TIGER: Traceable Inference with Graph-Based Evidence Routing for Mitigating Hallucinations in Multimodal Generation
Pith reviewed 2026-06-28 21:58 UTC · model grok-4.3
The pith
TIGER mitigates hallucinations by extracting separate graphs from input and output to score and repair unsupported claims at inference time.
A machine-rendered reading of the paper's core claim, the machinery that carries it, and where it could break.
Core claim
TIGER independently extracts an observation graph from the input and a claim graph from the current output, assigns each claim a graph-conditioned risk score based on support and conflict, and repairs selected high-risk claims while keeping the backbone frozen. A convergence analysis shows the expected total risk decreases geometrically to an explicit asymptotic bound under mild assumptions. Experiments across four cross-modal paths show TIGER reduces unsupported content while preserving task quality, with gains holding across multiple backbones and a CrisisFACTS case study indicating improved grounding in multi-source settings.
What carries the argument
Observation graph from the input and claim graph from the output, used to compute support and conflict relations for per-claim risk scores.
If this is right
- Reduces unsupported content across image-to-text, image-plus-text-to-text, audio-to-text, and video-to-text tasks.
- Preserves task quality while operating on multiple frozen backbones.
- The same repair mechanism improves grounding when evidence comes from multiple sources, as shown in the CrisisFACTS case study.
Where Pith is reading between the lines
- The graph-based routing could be applied to text-only generation where factuality matters.
- Tracing risk scores back to specific edges might make model outputs more interpretable for debugging.

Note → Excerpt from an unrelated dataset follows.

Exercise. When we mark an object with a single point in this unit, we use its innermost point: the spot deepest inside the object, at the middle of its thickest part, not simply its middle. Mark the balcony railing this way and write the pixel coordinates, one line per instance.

- Adding temporal or causal relations to the graphs could address hallucinations in sequential or narrative generation.
Load-bearing premise
The graph extraction step from input and output accurately captures support and conflict relations without introducing systematic bias.
What would settle it
A controlled test comparing TIGER's extracted graphs against human-annotated support relations on the same inputs and outputs, checking whether hallucination reduction disappears when the automated graphs mismatch the annotations.
Figures
read the original abstract
We study fact-level repair for multimodal generation, where a fluent output may contain specific facts that are not supported by the input. Existing inference-time repair methods often generate feedback by jointly conditioning on the input and the current output. This design has two limitations: hallucinated claims in the output can bias the model's interpretation of the input, and free-form feedback cannot be ranked or scheduled at the fact level. We present TIGER, an inference-time framework that redesigns feedback for localized repair. TIGER independently extracts an observation graph from the input and a claim graph from the current output, then assigns each claim a graph-conditioned risk score based on support and conflict. The model repairs selected high-risk claims while keeping the backbone frozen. We provide a convergence analysis showing that the expected total risk decreases geometrically to an explicit asymptotic bound under mild assumptions. Experiments across four cross-modal paths, including image-to-text, image+text-to-text, audio-to-text, and video-to-text, show that TIGER reduces unsupported content while preserving task quality. The gains hold across multiple backbones, and a CrisisFACTS case study suggests that the same repair mechanism can improve grounding in multi-source settings.
Editorial analysis
A structured set of objections, weighed in public.
Referee Report
Summary. The paper introduces TIGER, an inference-time framework for fact-level repair in multimodal generation to mitigate hallucinations. It extracts an observation graph from the input and a claim graph from the output using a frozen backbone model, computes graph-conditioned risk scores based on support and conflict relations, and performs localized repair on high-risk claims. A convergence analysis is provided showing that expected total risk decreases geometrically to an explicit asymptotic bound under mild assumptions. Experiments on four cross-modal tasks (image-to-text, image+text-to-text, audio-to-text, video-to-text) across multiple backbones report reduced unsupported content while preserving task quality, with an additional CrisisFACTS case study.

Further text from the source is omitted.